Iconography of Vajrasattva
Vajrasattva is presented at the bottom left corner of the White Tara in the thangka. Vajrasattva is pure white in color and is sometimes known as the Prince of Purity. His name means “Adamantine Being”, or more poetically “Embodying Reality”.
He is a member of the Vajra family of Aksobhya which also includes Vajrapani. He is depicted as a young man in the prime of life, with all the silks and jewels of a wealthy prince.
In his right hand, he delicately balances a vajra at his heart. In his left hand, he holds a bell at his waist. The vajra represents Reality, and Compassion; while the bell represents Wisdom.

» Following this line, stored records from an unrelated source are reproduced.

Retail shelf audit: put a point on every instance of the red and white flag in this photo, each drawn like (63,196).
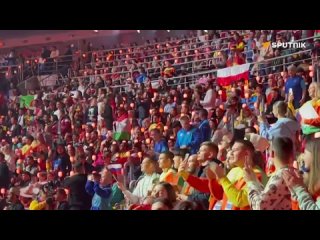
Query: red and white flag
(227,76)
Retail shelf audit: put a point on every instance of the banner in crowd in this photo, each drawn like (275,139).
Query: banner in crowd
(25,101)
(226,76)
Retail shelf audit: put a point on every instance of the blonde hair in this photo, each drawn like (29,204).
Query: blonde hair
(313,182)
(317,89)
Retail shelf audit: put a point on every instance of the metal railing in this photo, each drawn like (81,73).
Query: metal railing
(61,64)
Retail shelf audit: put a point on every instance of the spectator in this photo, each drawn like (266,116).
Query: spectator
(276,195)
(170,104)
(204,126)
(188,205)
(9,157)
(31,166)
(13,200)
(61,161)
(308,197)
(161,204)
(145,184)
(61,199)
(4,172)
(284,127)
(209,99)
(166,191)
(207,153)
(99,187)
(235,194)
(188,137)
(298,87)
(78,198)
(160,144)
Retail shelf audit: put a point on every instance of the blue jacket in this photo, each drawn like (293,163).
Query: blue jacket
(101,196)
(205,130)
(191,139)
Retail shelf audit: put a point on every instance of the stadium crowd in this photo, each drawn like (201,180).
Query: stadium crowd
(107,137)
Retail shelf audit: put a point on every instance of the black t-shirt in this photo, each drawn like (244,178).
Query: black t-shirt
(78,196)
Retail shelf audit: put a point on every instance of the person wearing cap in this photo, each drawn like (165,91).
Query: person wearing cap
(13,200)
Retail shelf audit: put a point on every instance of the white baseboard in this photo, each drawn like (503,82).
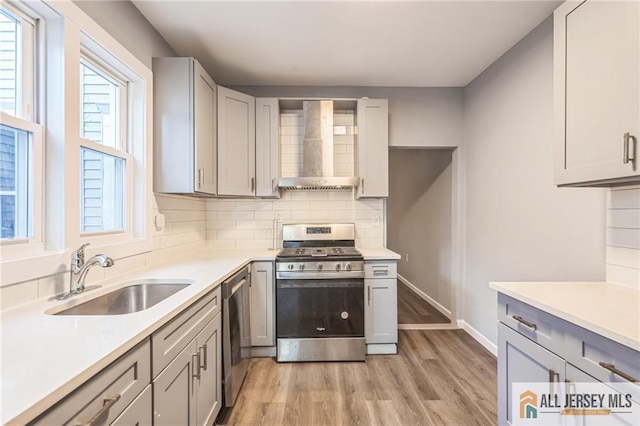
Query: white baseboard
(444,311)
(479,337)
(442,326)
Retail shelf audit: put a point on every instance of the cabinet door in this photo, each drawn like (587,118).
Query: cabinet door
(381,311)
(262,313)
(596,89)
(138,413)
(373,148)
(521,360)
(204,130)
(209,385)
(267,147)
(236,143)
(174,398)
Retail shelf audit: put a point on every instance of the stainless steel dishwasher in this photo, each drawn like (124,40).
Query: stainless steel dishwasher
(236,337)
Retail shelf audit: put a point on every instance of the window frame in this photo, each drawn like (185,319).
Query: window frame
(65,30)
(27,118)
(121,150)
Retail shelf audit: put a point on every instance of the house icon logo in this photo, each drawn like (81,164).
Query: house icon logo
(528,405)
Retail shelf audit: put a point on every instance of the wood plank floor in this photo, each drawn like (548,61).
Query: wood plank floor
(412,309)
(438,377)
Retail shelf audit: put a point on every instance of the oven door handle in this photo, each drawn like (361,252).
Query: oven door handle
(319,275)
(303,284)
(237,286)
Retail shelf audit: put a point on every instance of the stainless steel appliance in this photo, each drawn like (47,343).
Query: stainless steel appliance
(236,337)
(320,294)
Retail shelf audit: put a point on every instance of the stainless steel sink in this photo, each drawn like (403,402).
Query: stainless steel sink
(126,300)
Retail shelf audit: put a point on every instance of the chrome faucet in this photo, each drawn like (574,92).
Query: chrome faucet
(80,268)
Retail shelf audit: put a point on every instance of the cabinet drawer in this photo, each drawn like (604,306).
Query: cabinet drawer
(539,326)
(123,381)
(380,270)
(586,350)
(171,339)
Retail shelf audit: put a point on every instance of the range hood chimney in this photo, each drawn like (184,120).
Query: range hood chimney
(317,152)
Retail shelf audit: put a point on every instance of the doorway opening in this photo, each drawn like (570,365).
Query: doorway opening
(420,227)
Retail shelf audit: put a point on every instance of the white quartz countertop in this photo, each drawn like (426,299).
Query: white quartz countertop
(610,310)
(378,253)
(44,357)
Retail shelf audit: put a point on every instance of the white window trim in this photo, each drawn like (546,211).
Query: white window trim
(15,247)
(70,25)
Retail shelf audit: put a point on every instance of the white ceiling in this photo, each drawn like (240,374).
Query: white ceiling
(345,43)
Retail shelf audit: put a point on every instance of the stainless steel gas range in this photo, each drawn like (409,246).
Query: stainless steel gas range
(320,294)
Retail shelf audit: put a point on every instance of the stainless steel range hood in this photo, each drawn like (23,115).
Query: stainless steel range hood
(317,152)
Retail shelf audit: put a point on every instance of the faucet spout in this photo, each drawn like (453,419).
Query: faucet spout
(99,259)
(80,268)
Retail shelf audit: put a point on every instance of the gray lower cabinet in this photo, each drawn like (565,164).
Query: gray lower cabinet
(174,398)
(262,304)
(138,413)
(535,346)
(381,307)
(188,391)
(522,360)
(108,394)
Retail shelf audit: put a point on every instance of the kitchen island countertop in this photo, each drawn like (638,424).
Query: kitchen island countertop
(611,310)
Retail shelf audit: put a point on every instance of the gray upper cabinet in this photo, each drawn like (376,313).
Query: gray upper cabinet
(372,151)
(596,92)
(236,143)
(184,127)
(267,147)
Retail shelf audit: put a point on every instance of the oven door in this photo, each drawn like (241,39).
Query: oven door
(319,308)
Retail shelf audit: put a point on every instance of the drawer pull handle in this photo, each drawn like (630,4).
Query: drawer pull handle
(525,322)
(617,372)
(204,357)
(195,365)
(106,406)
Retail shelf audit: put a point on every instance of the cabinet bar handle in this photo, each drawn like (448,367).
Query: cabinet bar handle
(525,322)
(203,357)
(106,406)
(617,372)
(195,365)
(629,149)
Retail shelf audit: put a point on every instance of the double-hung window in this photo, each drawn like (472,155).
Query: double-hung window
(104,154)
(21,144)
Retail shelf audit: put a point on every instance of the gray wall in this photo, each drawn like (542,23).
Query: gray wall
(128,26)
(519,226)
(419,218)
(418,117)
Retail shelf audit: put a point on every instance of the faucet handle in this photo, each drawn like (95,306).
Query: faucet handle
(77,258)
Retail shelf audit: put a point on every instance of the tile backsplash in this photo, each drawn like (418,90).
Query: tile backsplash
(251,223)
(623,236)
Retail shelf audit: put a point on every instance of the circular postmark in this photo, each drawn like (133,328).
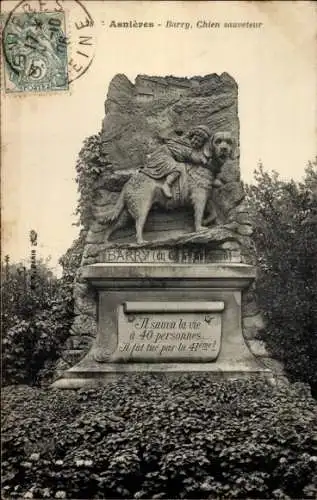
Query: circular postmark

Vajrasattva is said to have been originated from the seed syllable Hum and is generally invoked for removal of obscuration of Kleshavarana and Jneya Avarana.
His hundred syllable mantra is very efficacious in purifying our defilements through confession practice. It is said if confession is done with the four opponent powers, then non-virtuous actions or obscurations will be purified.
The first opponent power is the force of reliance. This means looking upon the visualized image of Vajrasattva as the embodiment of one refuge. The second opponent power is the sincere regret for the non-virtuous action done by oneself.
The third opponent’s power is desisting from evil deeds. The fourth opponent power is to apply the power of good deeds; and especially regarding this case, practicing the meditation and recitation of Vajrasattva without parting from Bodhicitta while remaining in the state of emptiness.
Vajrasattva is a very popular tutelary deity for Nepalese Vajracharya. He is worshipped very often by Nepalese Buddhists through the Guru Mandala ritual.
In some mandalas Vajrasattva represents the Adi Buddha or the Primordial Principle of Buddhahood in others, he changes places with Aksobhya in the East.
Mantra of Vajrasattva
The mantra of Vajrasattva is Om Vajrasattva Hum.